The production company employed Blackmagic's URSA Cine Immersive digital film camera to capture this year's event

In a new film made for Apple Vision Pro, audiences can experience President Macron’s point of view during this summer’s Bastille Day celebrations.

During this year’s event, the French production company spent the day at the side of President Macron, capturing the celebration with Blackmagic URSA Cine Immersive digital film camera.

Audiences can hear President Macron’s narration as they journey from the Élysée Palace to the Place de la Concorde and down the Champs-Élysées.

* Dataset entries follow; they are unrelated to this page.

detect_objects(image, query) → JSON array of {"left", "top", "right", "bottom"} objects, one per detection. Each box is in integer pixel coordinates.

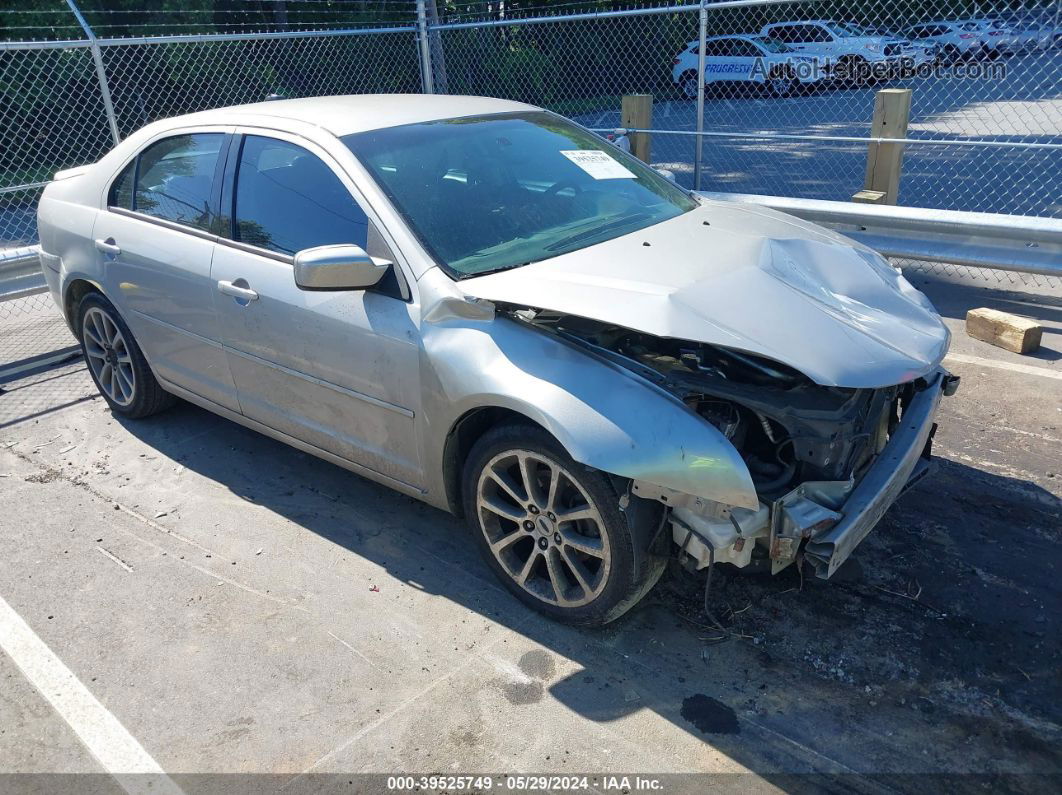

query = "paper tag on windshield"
[{"left": 559, "top": 150, "right": 636, "bottom": 180}]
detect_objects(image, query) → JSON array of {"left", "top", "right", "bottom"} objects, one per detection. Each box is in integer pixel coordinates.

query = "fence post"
[
  {"left": 65, "top": 0, "right": 120, "bottom": 146},
  {"left": 426, "top": 0, "right": 449, "bottom": 94},
  {"left": 693, "top": 1, "right": 707, "bottom": 190},
  {"left": 621, "top": 95, "right": 652, "bottom": 164},
  {"left": 857, "top": 88, "right": 912, "bottom": 205},
  {"left": 415, "top": 0, "right": 435, "bottom": 94}
]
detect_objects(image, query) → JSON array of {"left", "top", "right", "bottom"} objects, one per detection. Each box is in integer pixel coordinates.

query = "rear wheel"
[
  {"left": 678, "top": 71, "right": 700, "bottom": 100},
  {"left": 77, "top": 292, "right": 176, "bottom": 419},
  {"left": 462, "top": 423, "right": 665, "bottom": 626}
]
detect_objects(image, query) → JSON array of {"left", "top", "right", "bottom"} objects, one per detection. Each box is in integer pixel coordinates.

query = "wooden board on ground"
[{"left": 965, "top": 307, "right": 1043, "bottom": 354}]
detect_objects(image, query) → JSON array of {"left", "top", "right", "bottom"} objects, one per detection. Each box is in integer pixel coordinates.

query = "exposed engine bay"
[{"left": 504, "top": 305, "right": 954, "bottom": 578}]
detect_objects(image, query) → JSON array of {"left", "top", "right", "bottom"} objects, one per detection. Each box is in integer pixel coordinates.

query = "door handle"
[
  {"left": 94, "top": 238, "right": 121, "bottom": 255},
  {"left": 217, "top": 280, "right": 259, "bottom": 302}
]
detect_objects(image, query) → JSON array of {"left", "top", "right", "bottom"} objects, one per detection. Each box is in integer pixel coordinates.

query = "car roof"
[{"left": 155, "top": 94, "right": 539, "bottom": 137}]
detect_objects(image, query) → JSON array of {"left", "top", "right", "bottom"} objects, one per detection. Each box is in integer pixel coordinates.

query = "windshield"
[
  {"left": 343, "top": 112, "right": 696, "bottom": 278},
  {"left": 753, "top": 36, "right": 792, "bottom": 53}
]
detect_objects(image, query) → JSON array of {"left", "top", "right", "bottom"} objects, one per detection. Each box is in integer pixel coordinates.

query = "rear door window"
[
  {"left": 231, "top": 135, "right": 369, "bottom": 256},
  {"left": 133, "top": 133, "right": 223, "bottom": 232},
  {"left": 108, "top": 160, "right": 135, "bottom": 209}
]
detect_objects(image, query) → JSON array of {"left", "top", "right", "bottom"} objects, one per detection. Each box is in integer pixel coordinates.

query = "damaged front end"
[{"left": 508, "top": 308, "right": 959, "bottom": 579}]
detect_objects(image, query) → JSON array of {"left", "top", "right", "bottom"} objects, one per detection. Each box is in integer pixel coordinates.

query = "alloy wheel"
[
  {"left": 769, "top": 75, "right": 795, "bottom": 97},
  {"left": 476, "top": 449, "right": 612, "bottom": 608},
  {"left": 82, "top": 306, "right": 136, "bottom": 407}
]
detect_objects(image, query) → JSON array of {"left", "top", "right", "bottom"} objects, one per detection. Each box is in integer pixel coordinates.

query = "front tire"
[
  {"left": 77, "top": 292, "right": 176, "bottom": 419},
  {"left": 836, "top": 55, "right": 869, "bottom": 87},
  {"left": 766, "top": 67, "right": 797, "bottom": 98},
  {"left": 462, "top": 423, "right": 665, "bottom": 626}
]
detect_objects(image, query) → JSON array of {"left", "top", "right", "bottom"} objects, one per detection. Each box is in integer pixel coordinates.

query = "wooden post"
[
  {"left": 855, "top": 88, "right": 912, "bottom": 205},
  {"left": 621, "top": 94, "right": 653, "bottom": 164}
]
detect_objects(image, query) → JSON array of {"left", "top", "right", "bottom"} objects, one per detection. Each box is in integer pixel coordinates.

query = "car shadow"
[{"left": 112, "top": 400, "right": 1062, "bottom": 790}]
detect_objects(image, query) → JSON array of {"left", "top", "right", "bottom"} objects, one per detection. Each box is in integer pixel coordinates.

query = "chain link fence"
[
  {"left": 430, "top": 1, "right": 1061, "bottom": 219},
  {"left": 1, "top": 0, "right": 1060, "bottom": 343}
]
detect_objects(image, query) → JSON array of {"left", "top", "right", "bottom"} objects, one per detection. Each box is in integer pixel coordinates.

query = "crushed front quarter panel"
[{"left": 416, "top": 270, "right": 761, "bottom": 510}]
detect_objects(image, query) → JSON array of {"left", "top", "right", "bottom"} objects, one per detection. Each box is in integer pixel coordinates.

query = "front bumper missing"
[{"left": 802, "top": 369, "right": 949, "bottom": 578}]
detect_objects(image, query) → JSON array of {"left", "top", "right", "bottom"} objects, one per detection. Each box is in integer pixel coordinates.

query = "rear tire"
[
  {"left": 462, "top": 423, "right": 665, "bottom": 626},
  {"left": 77, "top": 292, "right": 176, "bottom": 419},
  {"left": 678, "top": 71, "right": 699, "bottom": 100}
]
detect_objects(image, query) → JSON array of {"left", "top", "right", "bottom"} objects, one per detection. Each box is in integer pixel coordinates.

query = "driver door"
[{"left": 211, "top": 131, "right": 422, "bottom": 488}]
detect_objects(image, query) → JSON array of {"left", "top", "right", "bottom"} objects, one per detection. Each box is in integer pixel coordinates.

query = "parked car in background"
[
  {"left": 845, "top": 23, "right": 938, "bottom": 70},
  {"left": 761, "top": 19, "right": 906, "bottom": 81},
  {"left": 904, "top": 21, "right": 987, "bottom": 62},
  {"left": 1008, "top": 19, "right": 1054, "bottom": 51},
  {"left": 671, "top": 34, "right": 823, "bottom": 98},
  {"left": 956, "top": 19, "right": 1021, "bottom": 56},
  {"left": 35, "top": 95, "right": 956, "bottom": 625}
]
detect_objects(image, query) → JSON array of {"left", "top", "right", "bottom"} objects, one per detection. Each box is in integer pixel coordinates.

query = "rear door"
[
  {"left": 703, "top": 39, "right": 734, "bottom": 85},
  {"left": 91, "top": 128, "right": 240, "bottom": 411},
  {"left": 210, "top": 130, "right": 422, "bottom": 487}
]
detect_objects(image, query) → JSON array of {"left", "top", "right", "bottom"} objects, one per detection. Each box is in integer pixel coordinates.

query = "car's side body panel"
[
  {"left": 212, "top": 243, "right": 424, "bottom": 487},
  {"left": 208, "top": 126, "right": 425, "bottom": 486}
]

“The concept was simple: to let the French experience Bastille Day as never before, right alongside the President,” said director Frank-David Cohen. “Apple Immersive Video set the format, and Blackmagic’s workflow made it practical to deliver. Together they allowed us to take viewers inside places normally off limits, as if teleported into the scene.”

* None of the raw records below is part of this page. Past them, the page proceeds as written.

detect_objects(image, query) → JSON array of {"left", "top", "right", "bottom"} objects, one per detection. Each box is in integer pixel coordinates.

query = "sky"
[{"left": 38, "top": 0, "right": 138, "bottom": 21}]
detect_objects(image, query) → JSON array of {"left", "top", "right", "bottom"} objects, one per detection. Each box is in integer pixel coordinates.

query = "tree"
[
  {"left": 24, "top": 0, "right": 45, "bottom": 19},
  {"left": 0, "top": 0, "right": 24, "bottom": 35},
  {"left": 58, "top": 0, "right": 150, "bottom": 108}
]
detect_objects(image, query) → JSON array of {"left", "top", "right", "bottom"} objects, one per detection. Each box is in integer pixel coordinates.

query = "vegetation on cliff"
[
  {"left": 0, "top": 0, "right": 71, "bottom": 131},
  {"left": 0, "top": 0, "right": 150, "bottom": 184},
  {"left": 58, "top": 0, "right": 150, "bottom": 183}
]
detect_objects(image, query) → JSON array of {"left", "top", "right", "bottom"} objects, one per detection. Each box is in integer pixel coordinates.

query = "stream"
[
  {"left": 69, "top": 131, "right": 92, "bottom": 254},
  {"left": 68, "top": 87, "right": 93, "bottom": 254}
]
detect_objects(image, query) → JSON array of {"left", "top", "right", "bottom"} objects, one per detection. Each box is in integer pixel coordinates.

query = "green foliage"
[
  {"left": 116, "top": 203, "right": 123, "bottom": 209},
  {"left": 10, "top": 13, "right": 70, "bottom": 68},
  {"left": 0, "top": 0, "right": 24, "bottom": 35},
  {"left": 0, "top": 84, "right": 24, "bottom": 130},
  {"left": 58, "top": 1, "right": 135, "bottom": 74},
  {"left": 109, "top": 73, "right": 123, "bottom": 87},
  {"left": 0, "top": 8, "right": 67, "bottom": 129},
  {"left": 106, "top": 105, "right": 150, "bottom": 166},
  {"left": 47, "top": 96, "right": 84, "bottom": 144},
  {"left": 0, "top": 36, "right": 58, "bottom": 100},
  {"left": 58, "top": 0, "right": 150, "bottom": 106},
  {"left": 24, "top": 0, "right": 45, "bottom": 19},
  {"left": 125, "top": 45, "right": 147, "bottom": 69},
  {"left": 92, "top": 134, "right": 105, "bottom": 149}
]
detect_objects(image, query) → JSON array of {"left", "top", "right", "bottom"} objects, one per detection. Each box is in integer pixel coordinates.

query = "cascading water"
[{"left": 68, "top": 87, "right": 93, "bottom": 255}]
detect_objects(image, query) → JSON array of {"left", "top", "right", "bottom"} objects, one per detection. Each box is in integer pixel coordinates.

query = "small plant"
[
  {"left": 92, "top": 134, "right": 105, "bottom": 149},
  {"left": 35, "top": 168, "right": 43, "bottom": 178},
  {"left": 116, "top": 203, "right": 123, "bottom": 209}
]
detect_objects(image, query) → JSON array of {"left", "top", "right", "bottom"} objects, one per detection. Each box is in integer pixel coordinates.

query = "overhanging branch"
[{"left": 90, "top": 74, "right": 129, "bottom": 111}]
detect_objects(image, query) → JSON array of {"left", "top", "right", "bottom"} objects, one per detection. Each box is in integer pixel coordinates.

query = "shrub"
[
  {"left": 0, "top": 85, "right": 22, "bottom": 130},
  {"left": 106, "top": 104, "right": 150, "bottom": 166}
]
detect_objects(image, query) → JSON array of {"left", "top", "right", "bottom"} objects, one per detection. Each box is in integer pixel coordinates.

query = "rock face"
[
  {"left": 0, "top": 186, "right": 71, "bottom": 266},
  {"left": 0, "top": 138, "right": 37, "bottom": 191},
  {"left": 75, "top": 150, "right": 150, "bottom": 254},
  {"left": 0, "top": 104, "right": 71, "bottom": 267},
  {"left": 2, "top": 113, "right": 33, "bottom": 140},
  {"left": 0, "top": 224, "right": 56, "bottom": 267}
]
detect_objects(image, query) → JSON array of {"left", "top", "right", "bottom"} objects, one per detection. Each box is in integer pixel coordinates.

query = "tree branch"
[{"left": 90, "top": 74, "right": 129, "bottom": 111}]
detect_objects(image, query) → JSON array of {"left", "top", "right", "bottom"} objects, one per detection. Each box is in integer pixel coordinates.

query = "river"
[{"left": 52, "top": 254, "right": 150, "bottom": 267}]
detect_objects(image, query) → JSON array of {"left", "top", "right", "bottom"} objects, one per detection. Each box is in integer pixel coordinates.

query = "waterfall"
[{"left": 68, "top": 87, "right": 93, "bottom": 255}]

Immersive Flashback had to work with France Télévisions so that the immersive rigs didn’t appear on screen during the live broadcast.

“Previously immersive shoots meant staging carefully, because the workflows couldn’t handle surprises,” Cohen explained. “At the Élysée, we had to move straight from office interiors into daylight with no time to adjust. With Blackmagic RAW we could keep rolling, knowing those transitions could be managed in post without breaking the workflow.

“With the URSA Cine Immersive and its DaVinci Resolve workflow, capture was native and the process was almost as simple as 2D.”

Each camera carried ambisonic recording to match the viewer’s perspective, supported by traditional microphones for voices or effects further away. “The camera became both our eyes and our ears,” Cohen said.

Post production was completed in DaVinci Resolve Studio, combining editing, grading and spatial sound in one environment, with the final sound mix carried out by Studio 31dB, a team specialising in spatial audio. “Resolve’s integration meant we could handle everything in one place. Fairlight gave us spatial mixing at a level sometimes better than dedicated tools,” Cohen added.

The film is now available for viewing on Apple Vision Pro at the Maison Élysée.